Based on the manual for CANVAS annotation, we are selecting the relevant variables to compare with the GIS data, including veg_tree, str_med, str_tcont, str_tcont, str_tcont, str_scont, str_cwalk, str_blane, str_mod, swalk_pres, trans_blane.

For details regarding the canvas variables and their range, please see canvas_variables.xlsx in annotation_compare_hx/ folder.

Join CANVAS with GIS

Since the CANVAS data is in street segments, we’ll join the line geometry to the street polygons where there are largest overlapping. Below shows the map of the street segments from CANVAS (blue) and the street that each segment is assigned to (purple).

After joining to street level, we follow the same procedure to rename and derive the columns:

  • Prefix “can_” for CANVAS data, prefix “gis_” for GIS data.

  • Suffix “_yn” for binary variables.

The total street count is 350.

Reliability Metrics

Reliability metrics comparing GIS data vs CANVAS data

ROC curves of GIS vs CANVAS data

There are fewer variable pairs, because not all the features are available in CANVAS data. Among these comparisons, traffic lights, sidewalks, bike lanes, medians, trees and transit lanes show better agreement between GIS and CANVAS data.

2. CANVAS - Training data

Data cleaning

Here, we use the training data aggregated to street level to join with CANVAS data by street IDs (CodigoCL). We only end up with 69 streets, but we’ll still check the agreement between these two data sources. We’ll use the prefix “tr_” for training data, prefix “can_” for CANVAS data, and suffix “_yn” for binary columns.

Reliability Metrics

Reliability metrics comparing Training data vs CANVAS data

ROC curves of training vs CANVAS data

Some of these metrics turned out a bit surprising, perhaps due to the small number of streets and street segments not completely positioning in the street polygons. But many features (7 out of 10) show fair to substantial agreement between training and CANVAS data, including traffic lights, crosswalks, bike lanes, transit lanes, speed bumps and trees.

3. CANVAS - Prediction data

Data cleaning

Similarly, we are joining the prediction and CANVAS data by the street IDs after they are aggregated/matched to street level. The resulting street count is 85, and we’re using prefix “an_” for prediction data, prefix “can_” for CANVAS data, and suffix “_yn” for derived binary columns.

Reliability Metrics

Reliability metrics comparing Prediction data vs CANVAS data

ROC curves of prediction vs CANVAS data

8 out of 10 features included here show fair to moderate agreement between prediction and CANVAS data, including traffic lights, school signs, sidewalks, bike lanes, transit lanes, medians, speed bumps and trees.

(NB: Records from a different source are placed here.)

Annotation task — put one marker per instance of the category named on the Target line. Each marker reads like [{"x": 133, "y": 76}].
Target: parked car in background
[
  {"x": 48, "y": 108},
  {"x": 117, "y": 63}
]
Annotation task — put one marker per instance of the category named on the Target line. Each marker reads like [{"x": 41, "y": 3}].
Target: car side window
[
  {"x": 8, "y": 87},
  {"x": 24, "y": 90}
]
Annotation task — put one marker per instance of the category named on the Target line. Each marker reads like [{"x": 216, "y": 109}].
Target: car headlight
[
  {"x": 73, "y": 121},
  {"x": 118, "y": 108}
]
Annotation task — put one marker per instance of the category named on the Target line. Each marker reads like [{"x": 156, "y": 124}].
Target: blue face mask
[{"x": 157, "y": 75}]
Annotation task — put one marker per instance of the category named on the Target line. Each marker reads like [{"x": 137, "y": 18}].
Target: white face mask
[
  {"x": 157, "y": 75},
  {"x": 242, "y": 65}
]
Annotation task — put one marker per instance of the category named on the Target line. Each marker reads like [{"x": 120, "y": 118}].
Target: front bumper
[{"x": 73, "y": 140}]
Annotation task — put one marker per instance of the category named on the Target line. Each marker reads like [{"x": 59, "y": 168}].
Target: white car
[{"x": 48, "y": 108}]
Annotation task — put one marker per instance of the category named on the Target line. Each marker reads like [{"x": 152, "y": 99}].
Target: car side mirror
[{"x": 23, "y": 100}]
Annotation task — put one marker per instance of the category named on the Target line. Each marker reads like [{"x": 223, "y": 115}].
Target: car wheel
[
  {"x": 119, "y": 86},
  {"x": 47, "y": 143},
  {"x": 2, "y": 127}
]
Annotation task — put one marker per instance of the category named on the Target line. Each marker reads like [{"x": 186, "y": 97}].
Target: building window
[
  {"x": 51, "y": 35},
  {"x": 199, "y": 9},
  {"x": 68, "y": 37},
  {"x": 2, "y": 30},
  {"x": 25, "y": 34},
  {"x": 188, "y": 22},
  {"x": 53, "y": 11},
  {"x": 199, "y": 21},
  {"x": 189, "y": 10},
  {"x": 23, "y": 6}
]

In summary, despite a smaller street number and fewer variable pairs for comparison, several features show reasonable agreement across GIS, training and prediction data when compared against CANVAS data, including traffic lights, sidewalks, bike lanes, medians, trees and transit lanes.

Interestingly, training and prediction data have better agreement with CANVAS data than GIS data, with almost all of them showing kappa estimate > 0.2. The variables with inconsistent agreement between training and prediction data (crosswalks, school signs, sidewalks) may have to do with the street/point location, whereas stop signs are the only features that don’t seem to align well between CANVAS and other sources.